The transition back into the academic year is often a bittersweet time for many. For kids and college students, it signifies the end of flexible schedules for traveling, sleeping in or earning some money and work experience. Yet, it also means you’ll be reunited with friends and, thus, with all the social commitments that come with that. For parents, it’s both a relief to know that for 8-9 hours of the day, you don’t have to worry about where your kids are or what they’re up to, but you also must be more rigorous about the morning and night-time routines, packed lunches and coordinating multiple people’s schedules in one day. All this excitement can be overwhelming for anyone, so here are a few ways to mitigate the madness that is back-to-school season.
Ask for Help
Whether it comes from your partner or spouse, a close friend that you trust or even your kids; help is a must to get through the day. Plan ahead with your partner for who is picking up and dropping of the kids when and where before the start of the week. If your children are old enough, have them pack their own lunches (with your specific guidelines for them) the night before – this is also an easy way to avoid the classic “I didn’t like what you packed for me issue.” If something comes up at work that requires you to stay later than planned, have a close friend or family member on speed dial that you know can help you pick up the kids or drop them off at extra curriculars if need be.
Become the Student
What this really means is being as involved as possible in the scholastic life of your child. Know what the classroom and homework rules and expectations are for the year. This will keep you, your child and their teachers on the same page and avoid confusion, missed assignments and possibly even angry letters. This can be done by simply making it a rule that assignments for the week are posted on the fridge or a central location in your home every Monday so that there are no excuses for letting them slip your mind.
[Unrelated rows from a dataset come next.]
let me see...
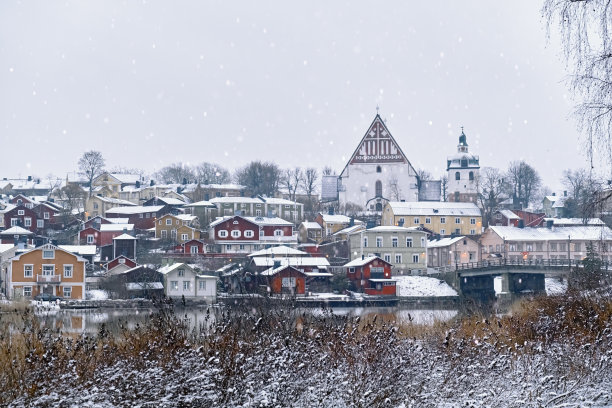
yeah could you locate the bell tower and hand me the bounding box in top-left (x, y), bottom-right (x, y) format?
top-left (446, 127), bottom-right (480, 203)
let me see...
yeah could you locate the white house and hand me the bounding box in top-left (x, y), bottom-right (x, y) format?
top-left (159, 263), bottom-right (217, 303)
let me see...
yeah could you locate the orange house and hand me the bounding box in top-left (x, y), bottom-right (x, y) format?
top-left (260, 265), bottom-right (307, 295)
top-left (8, 244), bottom-right (87, 300)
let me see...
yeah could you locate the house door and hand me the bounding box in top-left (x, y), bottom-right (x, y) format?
top-left (42, 285), bottom-right (54, 295)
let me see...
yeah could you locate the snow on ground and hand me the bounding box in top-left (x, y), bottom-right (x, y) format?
top-left (545, 277), bottom-right (567, 295)
top-left (394, 276), bottom-right (458, 297)
top-left (86, 290), bottom-right (110, 300)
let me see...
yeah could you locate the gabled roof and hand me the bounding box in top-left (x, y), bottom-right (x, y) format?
top-left (427, 236), bottom-right (467, 248)
top-left (93, 196), bottom-right (136, 206)
top-left (334, 224), bottom-right (366, 236)
top-left (300, 221), bottom-right (322, 230)
top-left (113, 233), bottom-right (137, 240)
top-left (248, 245), bottom-right (307, 257)
top-left (184, 200), bottom-right (216, 208)
top-left (488, 225), bottom-right (612, 241)
top-left (340, 114), bottom-right (416, 177)
top-left (386, 201), bottom-right (481, 217)
top-left (99, 223), bottom-right (134, 232)
top-left (260, 265), bottom-right (307, 276)
top-left (11, 243), bottom-right (87, 263)
top-left (0, 226), bottom-right (34, 235)
top-left (209, 215), bottom-right (293, 228)
top-left (251, 257), bottom-right (330, 268)
top-left (364, 225), bottom-right (424, 234)
top-left (58, 245), bottom-right (97, 256)
top-left (344, 255), bottom-right (389, 268)
top-left (106, 205), bottom-right (164, 215)
top-left (318, 213), bottom-right (363, 224)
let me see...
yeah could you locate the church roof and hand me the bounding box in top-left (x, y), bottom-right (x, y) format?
top-left (340, 114), bottom-right (416, 177)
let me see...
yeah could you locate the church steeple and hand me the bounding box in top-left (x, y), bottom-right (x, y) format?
top-left (458, 127), bottom-right (468, 153)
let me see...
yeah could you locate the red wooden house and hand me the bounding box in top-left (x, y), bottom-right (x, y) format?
top-left (79, 223), bottom-right (134, 247)
top-left (9, 194), bottom-right (37, 209)
top-left (259, 265), bottom-right (307, 295)
top-left (3, 205), bottom-right (39, 233)
top-left (209, 215), bottom-right (296, 254)
top-left (344, 256), bottom-right (396, 296)
top-left (32, 201), bottom-right (65, 231)
top-left (104, 255), bottom-right (138, 274)
top-left (176, 239), bottom-right (206, 255)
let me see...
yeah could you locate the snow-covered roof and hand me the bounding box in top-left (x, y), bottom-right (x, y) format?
top-left (427, 236), bottom-right (466, 248)
top-left (387, 201), bottom-right (481, 217)
top-left (248, 245), bottom-right (307, 257)
top-left (176, 214), bottom-right (197, 222)
top-left (498, 209), bottom-right (520, 220)
top-left (344, 256), bottom-right (384, 267)
top-left (300, 221), bottom-right (322, 230)
top-left (95, 197), bottom-right (136, 206)
top-left (489, 225), bottom-right (612, 241)
top-left (149, 196), bottom-right (185, 205)
top-left (106, 205), bottom-right (165, 215)
top-left (58, 245), bottom-right (97, 256)
top-left (113, 233), bottom-right (137, 240)
top-left (109, 173), bottom-right (142, 184)
top-left (99, 223), bottom-right (134, 232)
top-left (0, 226), bottom-right (34, 235)
top-left (184, 200), bottom-right (216, 208)
top-left (0, 243), bottom-right (16, 253)
top-left (210, 196), bottom-right (262, 204)
top-left (365, 226), bottom-right (424, 233)
top-left (252, 257), bottom-right (330, 268)
top-left (108, 217), bottom-right (130, 224)
top-left (545, 218), bottom-right (605, 226)
top-left (125, 282), bottom-right (164, 290)
top-left (334, 224), bottom-right (366, 236)
top-left (210, 215), bottom-right (293, 228)
top-left (0, 204), bottom-right (16, 213)
top-left (260, 265), bottom-right (305, 276)
top-left (319, 213), bottom-right (362, 224)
This holds for parents and kids alike. Knowing when to say “no” to invitations to volunteer, chaperone or attend PTA meetings is important not just for your mental health as a parent, but also to ensure that when you do have free time, you are spending it on what matters – family and self-care. Try not to overschedule your kids, either. While extracurriculars and athletics are important for raising well-rounded and globally-conscious children, instilling the importance of having down time to just chill with friends, play outside or explore more organically occurring interests can never happen too early in a child’s life.
For College Students
Get Into a Healthy Routine Early
Once classes start up, it can be easy to fall into the trap of all-nighters and sleeping in too late. Being cognizant of your sleeping patterns in the summer – when you still have a chance to adjust them – is one of the best things you can do for your mental health and academic acumen. Two to three weeks before you move in, start going to bed a little earlier and earlier each night. Of course, there may be some times during the school year when late nights are unavoidable and sleeping in is well-deserved, but having a sense of regularity for your sleeping patterns can bring balance to the rest of your day.
Students spend a large amount of their days sitting down, whether they’re in class or studying in libraries and cafes. A stationary lifestyle is a risk factor for a host of chronic and acute conditions, including obesity and deep vein thromboses. Not to mention, staring at a screen or book all day without any breaks in between would give most people cabin fever. Try to get outside or to a gym, even if it’s just for a 30-minute interval, or take a walk around the campus. Fresh air and a rush of adrenaline can provide bursts of energy that restore you in a way regular caffeine cannot. Also make sure to use some of those breaks to catch up with those friends you’re so glad to be reunited with!